Where do you draw this conclusion from? It's no reasonable assumption at all. There is no upper bound defined for how long any single Audio Unit render call may take to complete.
These sorts of requirements usually are only established on dedicated DSP systems, where the entire hard- and software setup is well-known.
Given the various cache effects and the concurrency with other programs and the OS, the actual execution time cannot be predicted reliably on general purpose Macs.

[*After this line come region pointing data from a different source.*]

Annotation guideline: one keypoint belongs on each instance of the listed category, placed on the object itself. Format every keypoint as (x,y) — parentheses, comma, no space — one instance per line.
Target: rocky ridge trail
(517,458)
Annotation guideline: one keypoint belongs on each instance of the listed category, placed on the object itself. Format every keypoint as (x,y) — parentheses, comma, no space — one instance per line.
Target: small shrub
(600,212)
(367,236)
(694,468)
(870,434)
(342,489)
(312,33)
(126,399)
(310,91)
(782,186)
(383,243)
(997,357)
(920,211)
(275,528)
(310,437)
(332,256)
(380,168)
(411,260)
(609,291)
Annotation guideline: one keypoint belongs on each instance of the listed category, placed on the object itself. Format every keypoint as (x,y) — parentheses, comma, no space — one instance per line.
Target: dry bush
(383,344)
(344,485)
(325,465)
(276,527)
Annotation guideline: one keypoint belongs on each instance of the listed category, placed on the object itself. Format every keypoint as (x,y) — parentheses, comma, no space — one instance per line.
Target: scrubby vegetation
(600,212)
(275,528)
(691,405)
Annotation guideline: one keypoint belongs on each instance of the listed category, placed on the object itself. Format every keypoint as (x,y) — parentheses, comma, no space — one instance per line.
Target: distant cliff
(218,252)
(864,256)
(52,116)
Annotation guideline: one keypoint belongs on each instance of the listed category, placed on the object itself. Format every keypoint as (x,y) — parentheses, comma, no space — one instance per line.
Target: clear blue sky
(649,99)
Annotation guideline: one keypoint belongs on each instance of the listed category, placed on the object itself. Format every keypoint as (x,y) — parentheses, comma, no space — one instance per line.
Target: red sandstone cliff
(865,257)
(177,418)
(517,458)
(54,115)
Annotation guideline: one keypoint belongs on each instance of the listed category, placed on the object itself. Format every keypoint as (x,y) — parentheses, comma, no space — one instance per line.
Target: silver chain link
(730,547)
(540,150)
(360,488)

Thus, plug-in vendors just make their code as fast as they can and hope the user machines have enough horse power. If that's not the case, there's drop outs.
> Other more unstable systems might only meet the real-time constraint over a longer period of time (e.g. during a 2 sec preroll buffer).
Generally speaking I'd consider this is true for Audio Units too.
For example FFT-based effects typically collect samples until enough data is available to process an entire FFT block, which is then done entirely in one processing call.
The results are buffered and the following processing again merely copy data between the buffers until another CPU-intense FFT block is available and so on.
If the render block size is smaller than the FFT size (which it usually is), then you'll see those calls that only read and write the buffers return very quickly, and
those that do an FFT and the according frequency-domain-processing take much longer, maybe even longer than real time.
In this case you'll need external buffering of at least the FFT block size for the system to work without glitches, which is why most DAWs allow the users to adjust this
rendering buffer size as needed in the given use case scenario.